Black People and White People in Outstate Missouri Find a Shared History

    A group of people from all races and backgrounds gather together regularly to share their memories of growing up in a small Missouri town during strict segregation. The discussions are honest and candid, and no one shies away from difficult topics.

    “I was the first black person to walk through the Davidson’s Café, and ordered me a cheeseburger and fries, and not have to go in the back,” Joyce Forrest said.

    “I grew up in an extremely segregated town,” another member said. “I didn’t see a black person until I was six or seven. I was in Brownies and met a new friend, a little black girl. I came home and told my mother and asked her why she didn’t look like me. I wanted to have her over to play, but my mother said that my new friend couldn’t come over.”

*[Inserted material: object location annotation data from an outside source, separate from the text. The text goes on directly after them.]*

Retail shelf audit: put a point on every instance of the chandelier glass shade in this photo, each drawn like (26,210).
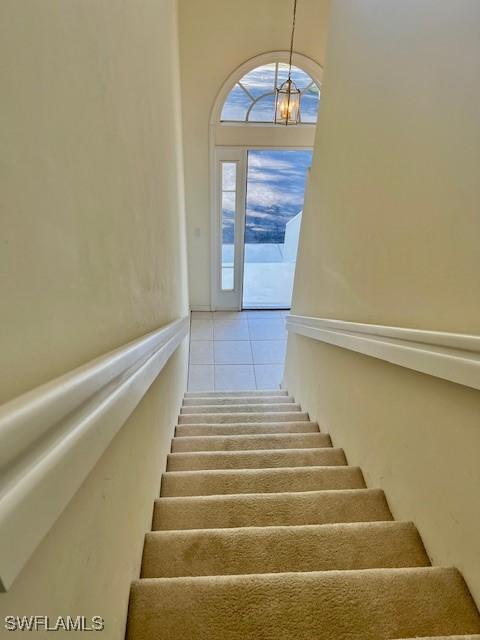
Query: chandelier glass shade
(287,103)
(287,95)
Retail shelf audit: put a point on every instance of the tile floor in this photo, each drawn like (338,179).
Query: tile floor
(232,351)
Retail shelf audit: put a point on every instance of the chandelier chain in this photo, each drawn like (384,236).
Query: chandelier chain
(292,38)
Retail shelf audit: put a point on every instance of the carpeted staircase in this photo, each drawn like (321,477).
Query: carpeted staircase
(262,532)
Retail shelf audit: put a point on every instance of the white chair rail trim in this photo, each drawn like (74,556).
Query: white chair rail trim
(52,436)
(451,356)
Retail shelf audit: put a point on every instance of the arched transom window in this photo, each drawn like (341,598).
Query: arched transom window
(252,99)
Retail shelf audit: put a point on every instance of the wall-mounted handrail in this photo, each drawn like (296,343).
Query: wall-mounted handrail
(51,437)
(451,356)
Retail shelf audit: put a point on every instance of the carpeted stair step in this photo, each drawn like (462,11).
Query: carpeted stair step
(229,400)
(270,509)
(252,442)
(373,604)
(214,482)
(266,459)
(186,430)
(216,418)
(469,637)
(240,408)
(235,394)
(203,552)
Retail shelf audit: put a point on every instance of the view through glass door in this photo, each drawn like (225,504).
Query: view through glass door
(275,193)
(259,195)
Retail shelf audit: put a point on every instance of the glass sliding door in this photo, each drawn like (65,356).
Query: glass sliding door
(276,181)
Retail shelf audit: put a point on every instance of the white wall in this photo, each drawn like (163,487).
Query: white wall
(390,235)
(92,255)
(217,36)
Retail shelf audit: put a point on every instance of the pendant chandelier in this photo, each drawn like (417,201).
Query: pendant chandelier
(287,96)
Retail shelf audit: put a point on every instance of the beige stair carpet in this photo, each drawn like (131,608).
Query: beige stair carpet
(245,442)
(244,428)
(263,531)
(255,459)
(229,400)
(225,481)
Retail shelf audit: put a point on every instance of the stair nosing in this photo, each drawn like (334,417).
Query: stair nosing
(270,496)
(274,470)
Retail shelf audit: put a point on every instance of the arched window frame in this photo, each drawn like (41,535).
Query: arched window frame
(242,135)
(255,100)
(312,68)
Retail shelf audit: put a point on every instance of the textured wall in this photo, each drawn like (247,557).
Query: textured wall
(92,254)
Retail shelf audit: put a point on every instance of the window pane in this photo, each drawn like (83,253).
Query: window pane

    This powerful discussion group was formed by Cecilia Nadal, a sociologist and playwright who is passionate about cross-cultural engagement. She became fascinated by a little-known slice of Missouri history – German immigrants who settled in Missouri were staunch abolitionists. The small town in Hermann, Missouri became ground-zero for an anti-slavery movement.

    “These people came, speaking German, never being in America before, having to find a place in the Wild West to live, find work, build houses,” Nadal said. “Their challenges to acclimating to a new country were huge then. And yet, when it came to what position they would have on slavery, this group, particularly in Missouri, really had firm notions about what democracy should look like, and whether they knew a black person or not, or a slave, ‘We’re just not going to come to a country and let that be, because we’ve come from a place that had terrible oppression, so we would be hypocrites if we did not stand up for what democracy should be.’”

    The story inspired Nadal to write a play that has been performed in Hermann and St. Louis, called “An Amazing Story.”

    The drama portrays how German immigrants fought against slavery.

    One key figure in the history is Arnold Krekel, who was a federal judge who ran an anti-slavery newspaper. In 1854, Krekel spearheaded the formation of Lincoln University in Jefferson City, Missouri, the nation’s first degree-granting historically black college. He also represented freed men with disputes with employers.

    The play was an icebreaker to spark conversations at the group discussion in small-town Missouri and has since led to Hermann’s first Black History Month celebration.

    According to Nadal, building bridges and having face-to-face conversations, however difficult, are paths to healing and understanding.

    “The German immigrant abolitionist story was one that was extremely important for where we are today in America. Why? Because these were people who did not know the people they were fighting for, but on principle, they said, ‘We’re going to do something about it,’” Nadal said. “They are an incredible example of what it means to be an American.”